An FPC (flexible printed circuit) production line inspects trace health after etching. The initial scheme used blob connectivity analysis: a trace broken into two blobs was reported as an open circuit. It could only catch “fully broken,” while the necking caused by over-etching (a trace locally thinned but not yet severed) was missed entirely — and the necked parts failed in batches during bend testing. The improved scheme introduced the skeleton: extract the skeleton of each trace and compute, in a sliding window along the skeleton, “local area / local skeleton length,” yielding a width sequence along the trace. The width sequence of a healthy trace is flat; a neck appears as a clear valley in the sequence — set a lower width limit, and a half-broken trace is intercepted before it breaks. The lesson: the skeleton reduces “two-dimensional shape health” to a “one-dimensional signal,” and on a one-dimensional signal the classic threshold, trend, and SPC tools all become immediately applicable — dimensionality reduction is not losing information; it is placing the information within reach of the old tools.

25.5 Summary

  • The skeleton is the medial axis of elongated structures: thinning iteratively peels the boundary while preserving topology (holes become closed loops), compressing a 17729 px foreground into a 738 px centerline (24-fold) without losing course or topology; endpoints/junctions map directly to open-circuit/bridge criteria.
  • Width = area / skeleton length is the skeleton’s most practical pattern (measured 5.11 vs ground truth 5.00); pixel counting underestimates arc length at corners, introducing about a 2% systematic bias — negligible for trend monitoring, but absolute judgments require calibration.
  • First-order statistics cannot see “arrangement”: four texture regions all with mean 140 cannot be fully distinguished by mean and entropy; the GLCM turns the joint distribution of adjacent pixel pairs into the four numbers energy/contrast/correlation/homogeneity, giving each region a unique signature (checkerboard = high contrast, gradient = high correlation with low contrast, noise = low homogeneity with zero correlation).
  • Corner strength is a continuous quantity; “whether it is a corner” is an engineering definition: filterRatio=0.30 detects exactly 6 corners with a consistent 1.41 px bias (calibratable); loosening to 0.02 lets the rounded-corner distractor contribute 8 false detections — threshold tuning must scan samples that contain distractors.
  • What the three tools share is compression: squeezing a patch of pixels into a line, a distribution, or a few points is what gives downstream decision logic something to hold on to.

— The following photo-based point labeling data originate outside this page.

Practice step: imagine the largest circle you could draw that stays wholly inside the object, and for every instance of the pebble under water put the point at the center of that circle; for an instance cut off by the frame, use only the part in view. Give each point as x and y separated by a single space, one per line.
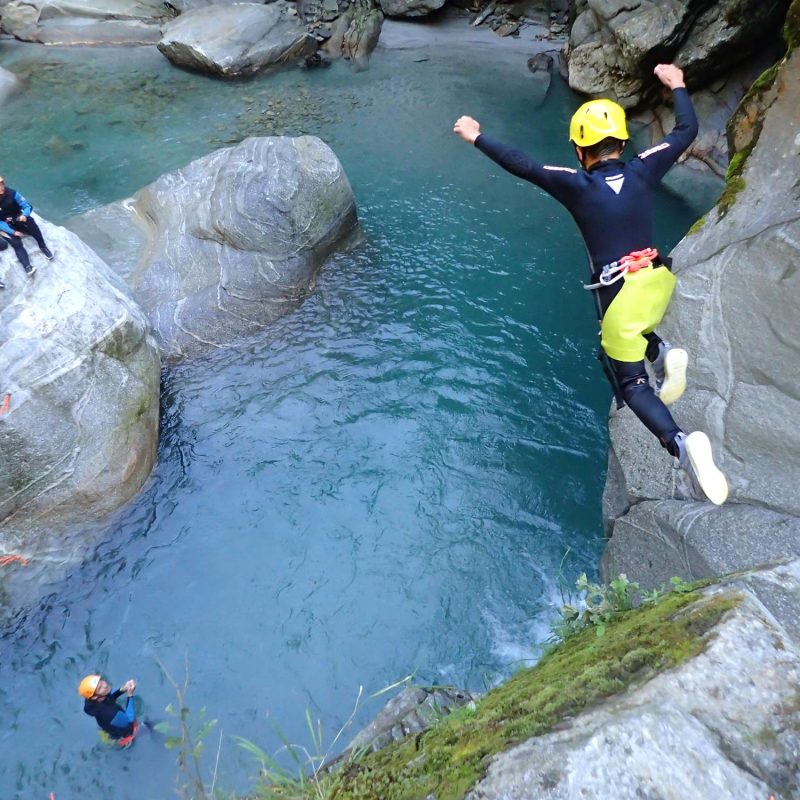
391 483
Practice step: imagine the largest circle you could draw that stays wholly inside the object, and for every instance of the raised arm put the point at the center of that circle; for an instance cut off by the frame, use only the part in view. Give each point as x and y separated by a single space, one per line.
556 181
658 159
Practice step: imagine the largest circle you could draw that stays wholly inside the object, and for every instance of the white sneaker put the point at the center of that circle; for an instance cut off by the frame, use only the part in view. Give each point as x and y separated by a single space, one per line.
696 457
673 383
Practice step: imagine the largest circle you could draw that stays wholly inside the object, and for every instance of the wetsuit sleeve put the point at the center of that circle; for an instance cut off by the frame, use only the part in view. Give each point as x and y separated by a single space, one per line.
122 719
657 160
559 182
23 204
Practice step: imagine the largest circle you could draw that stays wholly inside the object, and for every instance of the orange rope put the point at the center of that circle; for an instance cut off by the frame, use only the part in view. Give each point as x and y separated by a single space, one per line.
6 560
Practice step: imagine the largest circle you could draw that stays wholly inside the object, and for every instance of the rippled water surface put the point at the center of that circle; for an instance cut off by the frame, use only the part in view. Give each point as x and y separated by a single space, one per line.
387 485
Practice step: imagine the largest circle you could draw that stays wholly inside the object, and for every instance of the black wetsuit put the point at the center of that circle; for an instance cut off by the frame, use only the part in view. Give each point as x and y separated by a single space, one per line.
612 204
115 721
12 206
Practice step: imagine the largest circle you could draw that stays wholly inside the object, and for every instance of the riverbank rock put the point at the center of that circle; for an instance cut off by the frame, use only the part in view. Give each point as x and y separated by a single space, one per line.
735 310
82 22
236 39
725 724
223 247
614 44
355 32
79 393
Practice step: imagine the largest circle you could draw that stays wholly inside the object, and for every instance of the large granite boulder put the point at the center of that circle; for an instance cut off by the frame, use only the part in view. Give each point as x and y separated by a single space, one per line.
236 39
736 311
724 724
614 44
223 247
355 32
410 8
79 394
76 22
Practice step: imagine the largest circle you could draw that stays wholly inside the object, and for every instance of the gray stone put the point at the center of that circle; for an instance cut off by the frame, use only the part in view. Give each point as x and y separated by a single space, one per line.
656 540
724 724
614 43
223 247
236 40
410 8
81 22
81 371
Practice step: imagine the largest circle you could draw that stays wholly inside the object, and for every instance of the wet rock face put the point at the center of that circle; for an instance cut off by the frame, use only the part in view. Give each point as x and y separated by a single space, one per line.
735 310
223 247
410 8
725 724
75 22
236 39
614 44
80 371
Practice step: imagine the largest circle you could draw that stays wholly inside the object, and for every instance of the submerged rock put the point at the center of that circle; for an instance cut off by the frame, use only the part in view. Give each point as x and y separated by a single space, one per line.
223 247
414 710
76 22
9 83
80 371
237 39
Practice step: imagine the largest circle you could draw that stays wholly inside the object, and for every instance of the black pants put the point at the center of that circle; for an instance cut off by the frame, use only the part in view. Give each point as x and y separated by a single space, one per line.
642 400
30 227
19 248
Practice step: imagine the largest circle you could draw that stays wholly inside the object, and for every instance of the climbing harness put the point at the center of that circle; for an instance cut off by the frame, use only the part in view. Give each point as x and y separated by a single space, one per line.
633 262
125 741
128 740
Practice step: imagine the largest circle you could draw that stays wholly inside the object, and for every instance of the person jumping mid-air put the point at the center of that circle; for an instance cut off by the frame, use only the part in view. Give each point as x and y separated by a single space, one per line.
612 204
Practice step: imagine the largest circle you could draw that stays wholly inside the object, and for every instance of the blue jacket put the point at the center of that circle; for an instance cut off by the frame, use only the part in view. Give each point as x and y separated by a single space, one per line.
12 204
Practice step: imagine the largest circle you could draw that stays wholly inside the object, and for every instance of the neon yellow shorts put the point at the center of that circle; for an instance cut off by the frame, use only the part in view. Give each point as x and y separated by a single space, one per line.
637 309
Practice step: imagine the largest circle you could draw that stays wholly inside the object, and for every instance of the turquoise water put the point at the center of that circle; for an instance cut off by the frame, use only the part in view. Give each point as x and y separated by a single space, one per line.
389 485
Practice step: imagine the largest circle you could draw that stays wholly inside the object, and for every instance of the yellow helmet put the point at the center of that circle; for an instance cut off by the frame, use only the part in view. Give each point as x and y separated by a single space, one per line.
597 120
88 686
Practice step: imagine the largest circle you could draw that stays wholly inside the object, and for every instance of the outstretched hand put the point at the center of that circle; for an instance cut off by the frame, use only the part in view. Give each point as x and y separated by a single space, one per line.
467 128
670 75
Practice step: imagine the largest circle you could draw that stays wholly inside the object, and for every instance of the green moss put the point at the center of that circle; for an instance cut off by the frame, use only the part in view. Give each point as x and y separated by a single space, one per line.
448 759
750 105
791 28
696 228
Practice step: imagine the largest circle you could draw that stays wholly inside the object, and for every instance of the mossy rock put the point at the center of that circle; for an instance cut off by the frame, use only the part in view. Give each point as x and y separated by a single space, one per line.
450 758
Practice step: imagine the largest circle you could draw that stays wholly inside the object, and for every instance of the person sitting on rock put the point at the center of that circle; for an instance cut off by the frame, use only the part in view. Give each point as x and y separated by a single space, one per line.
15 222
611 202
101 703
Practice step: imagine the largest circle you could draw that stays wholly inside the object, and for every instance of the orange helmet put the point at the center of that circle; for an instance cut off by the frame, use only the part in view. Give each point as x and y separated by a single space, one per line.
88 686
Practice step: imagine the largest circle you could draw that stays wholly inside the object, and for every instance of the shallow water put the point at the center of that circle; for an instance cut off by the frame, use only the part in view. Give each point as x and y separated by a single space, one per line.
390 484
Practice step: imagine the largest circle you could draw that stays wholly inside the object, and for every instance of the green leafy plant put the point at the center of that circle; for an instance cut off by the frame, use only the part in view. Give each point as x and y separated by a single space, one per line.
596 604
303 778
186 732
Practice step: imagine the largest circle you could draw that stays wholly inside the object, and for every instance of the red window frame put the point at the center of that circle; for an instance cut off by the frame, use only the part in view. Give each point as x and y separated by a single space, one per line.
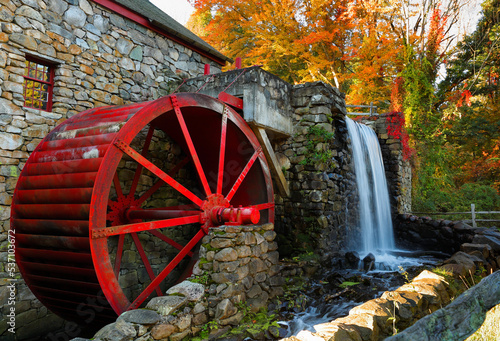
38 84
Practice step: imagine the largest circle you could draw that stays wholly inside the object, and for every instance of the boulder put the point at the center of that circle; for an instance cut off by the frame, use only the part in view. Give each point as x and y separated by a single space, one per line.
485 249
192 291
459 319
490 240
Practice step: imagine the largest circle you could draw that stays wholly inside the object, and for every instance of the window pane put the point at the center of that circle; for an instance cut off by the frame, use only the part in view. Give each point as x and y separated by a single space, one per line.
32 71
37 94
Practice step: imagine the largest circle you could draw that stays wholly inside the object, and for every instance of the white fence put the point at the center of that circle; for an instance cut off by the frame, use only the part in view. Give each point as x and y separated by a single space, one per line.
472 212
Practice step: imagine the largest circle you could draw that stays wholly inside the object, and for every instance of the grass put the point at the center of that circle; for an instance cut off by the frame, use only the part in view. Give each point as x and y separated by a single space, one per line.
489 330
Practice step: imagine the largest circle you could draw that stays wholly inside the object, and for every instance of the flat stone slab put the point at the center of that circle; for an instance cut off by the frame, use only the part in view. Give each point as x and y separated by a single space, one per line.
192 291
459 319
164 305
140 316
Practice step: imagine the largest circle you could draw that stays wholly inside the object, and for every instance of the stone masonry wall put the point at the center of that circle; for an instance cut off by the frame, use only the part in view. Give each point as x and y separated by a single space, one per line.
238 268
397 169
100 58
317 167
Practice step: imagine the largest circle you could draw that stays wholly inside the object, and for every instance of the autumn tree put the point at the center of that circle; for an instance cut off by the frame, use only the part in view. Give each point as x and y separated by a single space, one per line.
470 100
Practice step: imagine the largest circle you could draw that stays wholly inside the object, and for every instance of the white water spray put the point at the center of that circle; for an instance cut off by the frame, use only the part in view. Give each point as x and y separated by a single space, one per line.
374 206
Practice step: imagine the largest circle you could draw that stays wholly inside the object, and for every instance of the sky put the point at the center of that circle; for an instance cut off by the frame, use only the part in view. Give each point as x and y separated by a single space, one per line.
180 10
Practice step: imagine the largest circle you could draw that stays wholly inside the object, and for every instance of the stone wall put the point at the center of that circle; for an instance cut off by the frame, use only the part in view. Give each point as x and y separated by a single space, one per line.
317 167
397 168
100 58
237 270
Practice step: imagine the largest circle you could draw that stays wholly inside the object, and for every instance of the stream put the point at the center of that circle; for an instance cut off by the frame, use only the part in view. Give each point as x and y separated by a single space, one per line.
333 294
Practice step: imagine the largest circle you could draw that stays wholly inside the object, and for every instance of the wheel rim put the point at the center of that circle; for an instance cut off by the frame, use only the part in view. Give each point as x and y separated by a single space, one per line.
63 206
189 120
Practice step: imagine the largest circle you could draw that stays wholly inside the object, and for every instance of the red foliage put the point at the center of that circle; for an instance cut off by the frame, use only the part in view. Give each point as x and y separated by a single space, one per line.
397 94
396 130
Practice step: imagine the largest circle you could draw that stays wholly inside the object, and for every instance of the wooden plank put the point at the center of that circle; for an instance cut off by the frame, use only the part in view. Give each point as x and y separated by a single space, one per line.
276 171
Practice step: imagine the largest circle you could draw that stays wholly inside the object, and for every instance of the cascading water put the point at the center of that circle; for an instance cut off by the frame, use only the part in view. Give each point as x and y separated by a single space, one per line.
374 206
377 237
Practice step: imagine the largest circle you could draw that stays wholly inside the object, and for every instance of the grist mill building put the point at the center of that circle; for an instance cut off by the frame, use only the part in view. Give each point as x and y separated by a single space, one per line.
59 58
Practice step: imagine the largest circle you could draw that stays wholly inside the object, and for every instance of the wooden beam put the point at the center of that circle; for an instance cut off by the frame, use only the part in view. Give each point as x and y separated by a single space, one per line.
275 166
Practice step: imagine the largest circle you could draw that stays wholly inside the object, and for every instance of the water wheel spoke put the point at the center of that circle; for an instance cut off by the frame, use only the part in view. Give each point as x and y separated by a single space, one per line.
264 206
143 226
145 261
119 253
158 172
166 271
118 186
160 182
169 241
144 153
243 174
222 151
190 144
159 213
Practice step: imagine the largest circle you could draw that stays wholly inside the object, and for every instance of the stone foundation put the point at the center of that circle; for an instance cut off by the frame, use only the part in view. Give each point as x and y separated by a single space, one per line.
237 271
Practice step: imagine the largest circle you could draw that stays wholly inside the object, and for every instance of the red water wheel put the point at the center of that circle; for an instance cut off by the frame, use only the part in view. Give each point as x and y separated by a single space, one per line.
115 199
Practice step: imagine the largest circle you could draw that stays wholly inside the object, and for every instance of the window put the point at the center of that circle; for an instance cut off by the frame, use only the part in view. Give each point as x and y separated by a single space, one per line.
38 85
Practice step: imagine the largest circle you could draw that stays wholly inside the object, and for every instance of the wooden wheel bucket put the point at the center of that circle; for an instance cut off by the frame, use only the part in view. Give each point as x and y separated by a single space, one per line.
77 218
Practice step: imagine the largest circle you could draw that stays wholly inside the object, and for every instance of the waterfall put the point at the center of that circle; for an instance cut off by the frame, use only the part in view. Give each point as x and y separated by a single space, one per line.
374 207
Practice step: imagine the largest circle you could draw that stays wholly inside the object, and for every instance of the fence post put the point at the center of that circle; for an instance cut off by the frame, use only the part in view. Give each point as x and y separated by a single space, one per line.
472 209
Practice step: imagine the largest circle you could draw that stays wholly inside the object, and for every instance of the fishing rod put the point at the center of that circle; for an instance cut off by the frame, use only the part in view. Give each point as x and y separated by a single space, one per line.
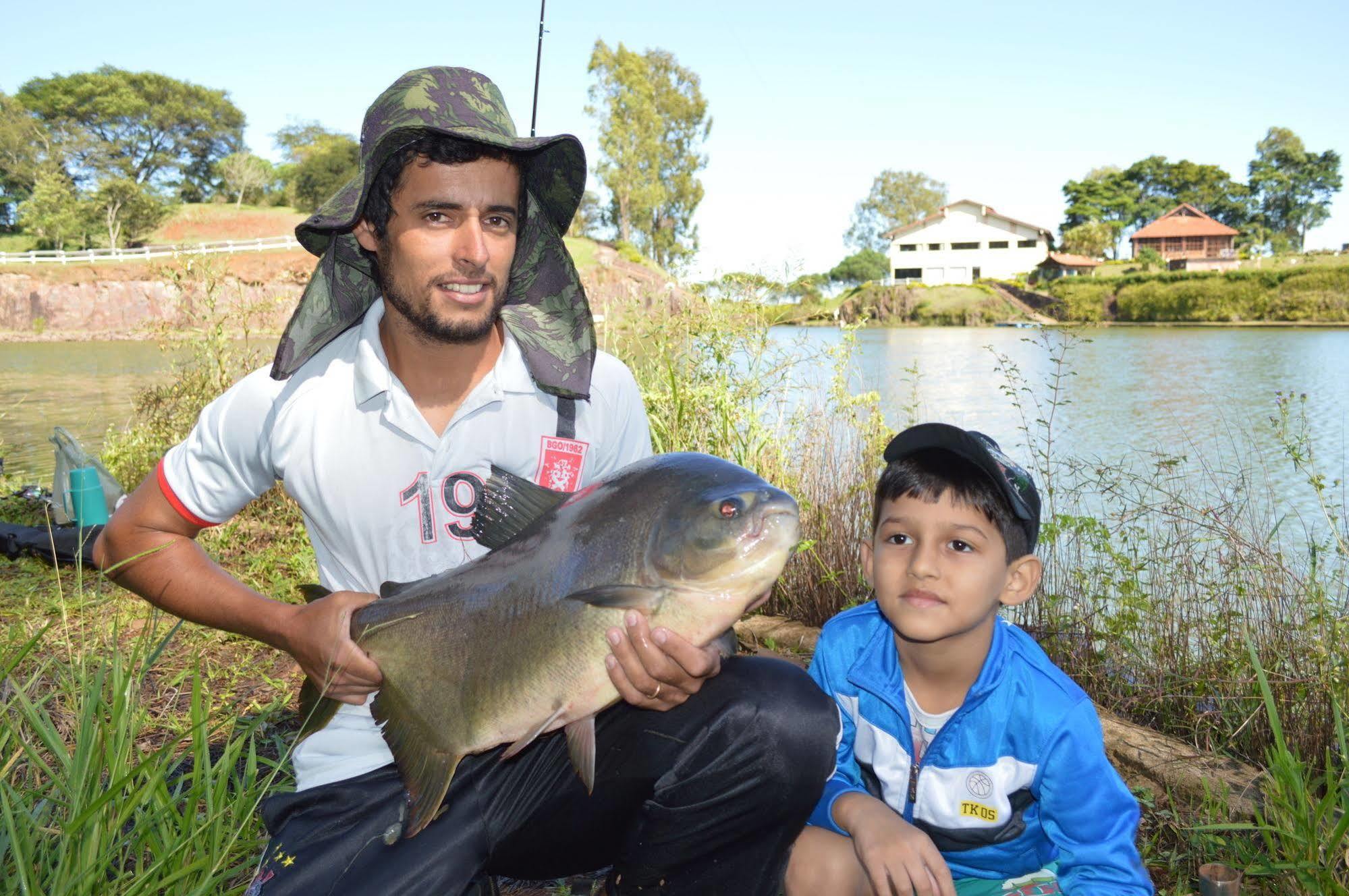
539 60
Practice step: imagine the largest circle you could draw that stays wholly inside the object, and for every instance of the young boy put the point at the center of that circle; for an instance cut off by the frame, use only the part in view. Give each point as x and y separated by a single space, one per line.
969 764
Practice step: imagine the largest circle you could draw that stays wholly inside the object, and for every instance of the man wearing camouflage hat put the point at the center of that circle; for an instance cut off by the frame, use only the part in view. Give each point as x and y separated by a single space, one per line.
445 331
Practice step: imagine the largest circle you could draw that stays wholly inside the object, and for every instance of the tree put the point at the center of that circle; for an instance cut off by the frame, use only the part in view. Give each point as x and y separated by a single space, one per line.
24 152
1105 196
1147 190
323 171
53 211
1292 186
244 172
298 140
896 199
128 210
858 268
1091 240
588 217
138 126
652 122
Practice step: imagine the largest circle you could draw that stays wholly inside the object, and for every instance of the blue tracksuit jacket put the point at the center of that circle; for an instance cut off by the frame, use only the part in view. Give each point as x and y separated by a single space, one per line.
1016 779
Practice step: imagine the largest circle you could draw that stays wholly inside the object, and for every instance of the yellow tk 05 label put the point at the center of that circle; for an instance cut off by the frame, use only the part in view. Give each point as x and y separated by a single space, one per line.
980 812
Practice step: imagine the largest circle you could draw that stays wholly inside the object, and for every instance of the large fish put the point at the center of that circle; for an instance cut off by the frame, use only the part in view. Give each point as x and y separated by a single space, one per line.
512 646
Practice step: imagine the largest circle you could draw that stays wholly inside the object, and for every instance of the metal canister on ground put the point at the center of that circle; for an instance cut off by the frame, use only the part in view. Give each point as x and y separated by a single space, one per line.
88 505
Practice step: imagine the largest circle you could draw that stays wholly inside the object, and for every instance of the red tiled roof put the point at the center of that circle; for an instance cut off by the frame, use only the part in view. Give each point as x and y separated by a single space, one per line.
1185 221
1064 260
941 213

The original definition of the medial axis comes from Blum’s shape-description transform (Blum 1967), the theoretical parent of this chapter’s skeleton; the canonical source of GLCM texture features is Haralick et al.’s foundational paper on texture-based image classification (Haralick, Shanmugam, and Dinstein 1973); the Shi–Tomasi corner criterion (Shi and Tomasi 1994), a sibling of the Harris corner (Harris and Stephens 1988) and widely used for coarse workpiece localization, is given there; and for pose-invariant shape descriptors, Hu’s moment invariants (Hu 1962) remain an enduring classic. For the rigorous definitions of the skeleton and the medial axis transform, and a systematic engineering discussion of GLCM texture features, see the book by Steger et al. (Steger, Ulrich, and Wiedemann 2018).